# Black Goblin Mini V2



## Christos (1/2/16)

Hi Vendors,

Is anyone planning on bringing these in and if so when?


----------



## JacoV (1/2/16)

Would love a black one as well

Reactions: Agree 1


----------



## JacoV (2/2/16)

@Christos i believe that it should be available during the course of this week


----------



## Christos (2/2/16)

JacoV said:


> @Christos i believe that it should be available during the course of this week


Unfortunate as I ordered a mini v1 yesterday.


----------



## JacoV (2/2/16)

Christos said:


> Unfortunate as I ordered a mini v1 yesterday.


so ?
Get another one

Reactions: Agree 1


----------



## Christos (2/2/16)

JacoV said:


> so ?
> Get another one


Not so easy as I will get another mod then. 
I really don't need another mod as I have 4 daily mods now.


----------



## JacoV (2/2/16)

Christos said:


> Not so easy as I will get another mod then.
> I really don't need another mod as I have 4 daily mods now.

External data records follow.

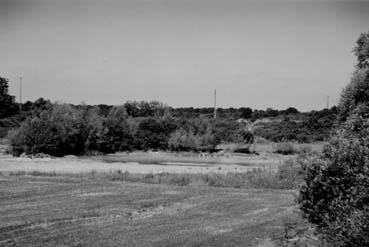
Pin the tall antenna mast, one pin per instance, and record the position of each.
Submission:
(20, 93)
(215, 104)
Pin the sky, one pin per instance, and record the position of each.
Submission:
(258, 54)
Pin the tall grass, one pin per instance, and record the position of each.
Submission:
(288, 176)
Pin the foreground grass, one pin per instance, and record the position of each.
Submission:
(94, 209)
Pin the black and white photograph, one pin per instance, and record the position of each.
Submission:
(193, 123)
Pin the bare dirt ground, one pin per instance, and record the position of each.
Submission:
(141, 162)
(72, 211)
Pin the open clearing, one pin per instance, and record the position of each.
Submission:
(71, 211)
(143, 163)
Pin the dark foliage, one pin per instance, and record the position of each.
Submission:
(335, 196)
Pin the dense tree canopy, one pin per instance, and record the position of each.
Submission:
(335, 196)
(7, 102)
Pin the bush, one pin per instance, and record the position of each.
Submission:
(284, 148)
(335, 196)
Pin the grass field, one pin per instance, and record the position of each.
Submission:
(80, 211)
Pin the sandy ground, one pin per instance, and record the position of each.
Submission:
(76, 165)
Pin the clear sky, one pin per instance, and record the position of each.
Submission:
(255, 53)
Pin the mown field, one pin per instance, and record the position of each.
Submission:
(62, 210)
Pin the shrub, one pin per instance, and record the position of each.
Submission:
(284, 148)
(335, 196)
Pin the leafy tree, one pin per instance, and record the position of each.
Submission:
(335, 196)
(362, 51)
(7, 102)
(115, 134)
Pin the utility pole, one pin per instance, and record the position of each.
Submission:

That's an even better plan...
I mean, you cant use the new goblin if you don't have a mod to go with it.

One at the office (as a backup of course) and the rest at home


----------



## skola (2/2/16)

Can mods please combine this thread with the existing Goblin Mini V2 thread in the "Who has stock" subforum.
Thanks.
@Silver


----------



## Soprono (3/2/16)

Would be awesome also looking for a black version. 


Sent from my iPhone 6 Plus using Tapatalk


----------



## Christos (3/2/16)

Soprono said:


> Would be awesome also looking for a black version.
> 
> 
> Sent from my iPhone 6 Plus using Tapatalk



There are 2 vendors that have the v2 so far. Silver is available but not black yet.


----------



## Soprono (3/2/16)

Yeah I know about that haha hence looking for the black however if those 2 didn't bring them in maybe there was a delay on them. 


Sent from my iPhone 6 Plus using Tapatalk


----------